Sejarah Chanoyu “茶 の 湯”
Apakah Chanoyu itu? Chanoyu adalah upacara minum teh dari Jepang. Upacara minum teh Jepang biasanya diartikan sebagai “Way of Tea” atau Jalan Dari Teh. Ritual ini merupakan ritual yang sangat sakral bagi masyarakat Jepang. Aturan serta tata cara yang dilakukan juga memiliki peraturan yang ketat bagi para penyaji dan juga penerima teh tersebut. Chanoyu dianggap budaya klasik dan hingga saat ini masih dipelajari oleh murid-murid di sekolah sebagai salah satu mata pelajaran wajib.
Chanoyu memiliki dua jenis pertemuan yaitu ‘Chakai’ untuk situasi informal dan ‘Chaji’ untuk situasi formal. Jenis teh yang digunakan dalam upacara ini biasanya teh hijau bubuk, yang dikenal sebagai matcha. Upacara lain yang kurang terkenal, senchado, menggunakan teh daun bukannya teh bubuk.
Chanoyu sendiri berawal dari abad ke-9 Masehi. Bukti pertama dari perayaannya ditemukan dalam teks sejarah yang menggambarkan bagaimana seorang biksu Buddha bernama Eichu, menyajikan teh kepada Kaisar Saga, penguasa Jepang pada saat itu. Kaisar sedang dalam perjalanan ke desa Karasaki, pada tahun 815 Masehi.
Selama abad ke-12 M, seorang biarawan bernama Eisai diyakini telah memperkenalkan cara khusus untuk menyiapkan teh dan juga penggunaan bahan utama, teh hijau bubuk. Ketika dia kembali dari perjalanan ke China, dia membawa teknik mempersiapkan minuman ini dengan menempatkan matcha ke dalam mangkuk, kemudian menambahkan air panas, dan mencampur kedua bahan tersebut menjadi satu. Ritual teh menjadi hal yang biasa di kalangan biksu Budha.

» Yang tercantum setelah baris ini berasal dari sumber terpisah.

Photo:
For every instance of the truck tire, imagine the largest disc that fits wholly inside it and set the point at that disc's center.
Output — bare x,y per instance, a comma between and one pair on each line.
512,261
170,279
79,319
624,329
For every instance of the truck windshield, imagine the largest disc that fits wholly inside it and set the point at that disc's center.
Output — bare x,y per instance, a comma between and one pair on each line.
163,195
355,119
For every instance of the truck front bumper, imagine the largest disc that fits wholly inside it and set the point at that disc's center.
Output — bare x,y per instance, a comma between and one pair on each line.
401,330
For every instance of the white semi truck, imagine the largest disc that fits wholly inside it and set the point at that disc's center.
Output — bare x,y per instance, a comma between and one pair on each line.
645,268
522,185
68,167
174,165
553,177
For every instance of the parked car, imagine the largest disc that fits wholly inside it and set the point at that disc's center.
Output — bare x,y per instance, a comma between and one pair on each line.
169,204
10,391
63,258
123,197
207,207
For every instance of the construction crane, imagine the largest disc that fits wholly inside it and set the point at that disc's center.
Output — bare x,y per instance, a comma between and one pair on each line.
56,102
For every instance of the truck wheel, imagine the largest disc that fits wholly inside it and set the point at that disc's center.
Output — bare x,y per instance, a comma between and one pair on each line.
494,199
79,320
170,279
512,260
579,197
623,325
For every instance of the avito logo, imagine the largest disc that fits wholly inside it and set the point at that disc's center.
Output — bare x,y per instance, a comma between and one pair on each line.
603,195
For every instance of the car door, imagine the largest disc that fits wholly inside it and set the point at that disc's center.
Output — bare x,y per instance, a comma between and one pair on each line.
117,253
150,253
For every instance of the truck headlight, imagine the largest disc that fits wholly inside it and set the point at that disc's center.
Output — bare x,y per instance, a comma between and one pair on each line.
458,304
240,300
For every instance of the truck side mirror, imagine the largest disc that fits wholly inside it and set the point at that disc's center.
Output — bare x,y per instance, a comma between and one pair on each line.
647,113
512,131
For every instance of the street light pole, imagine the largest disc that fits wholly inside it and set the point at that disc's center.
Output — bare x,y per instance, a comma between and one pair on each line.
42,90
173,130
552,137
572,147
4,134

Pada abad ke-13 M, pemerintah militer feodal memerintah Jepang. Di bawah kekuasaan mereka, teh menjadi simbol status di antara para pejuang. Akan ada kontes pengujian teh di mana peserta harus menebak teh dengan kualitas terbaik, dan mereka akan memenangkan hadiah.
Pada abad ke-16 M, minum teh telah menjadi populer di Jepang. Sen no Rikyu adalah seorang ahli teh Jepang pada waktu itu dan dia menetapkan fondasi dari apa yang kita kenal sekarang sebagai Way of Tea. Bukunya Southern Record menjelaskan pengetahuannya tentang teh, dan mengemukakan gagasan bahwa pertemuan harus selalu dihargai karena itu adalah acara yang unik, yang tidak pernah dapat direproduksi. Dia juga menyebutkan prinsip-prinsip yang telah dia pelajari dari tuannya, Takeno Joo, yang harus ada dalam setiap upacara. Prinsip-prinsip itu adalah harmoni, rasa hormat, kemurnian, dan ketenangan.
Rikyu mungkin memiliki pengaruh paling dalam pada Way of Tea. Setelah kematiannya, tiga sekolah utama persiapan teh didirikan mengikuti ajarannya. Mereka terus mempromosikan tata cara tradisi minum teh. Sekolah itu adalah Sekolah Urasenke, Sekolah Omotesenke dan Sekolah Mushakojisenke. Hingga saat ini, sekolah tersebut masih berjalan seperti sekolah lainnya.
Kristin Surak, dalam jurnalnya yang berjudul Making Tea, Making Japan: Cultural Nationalism in Practice (2015), mengatakan bahwa “Untuk semua prestise di zaman sejarah, akan menjadi kesalahan untuk berpikir bahwa teh diidentifikasi sebagai dasarnya Jepang sebelum kedatangan modernitas.” Makna teh itu dapat dirasakan bagi mereka yang mempraktekkannya, memamerkannya, dan membangun artinya bagi negara masing-masing.
REFERENSI
japan-guide.com (Tidak tertera tanggal) Tea Ceremony. Diakses pada 13 April 2020, dari https://www.japan-guide.com/e/e2096.html
Sadler, A.L. 1998. CHA NO YU The Japanese Tea Ceremony. Tokyo, Japan. Charles E. Tuttle Company.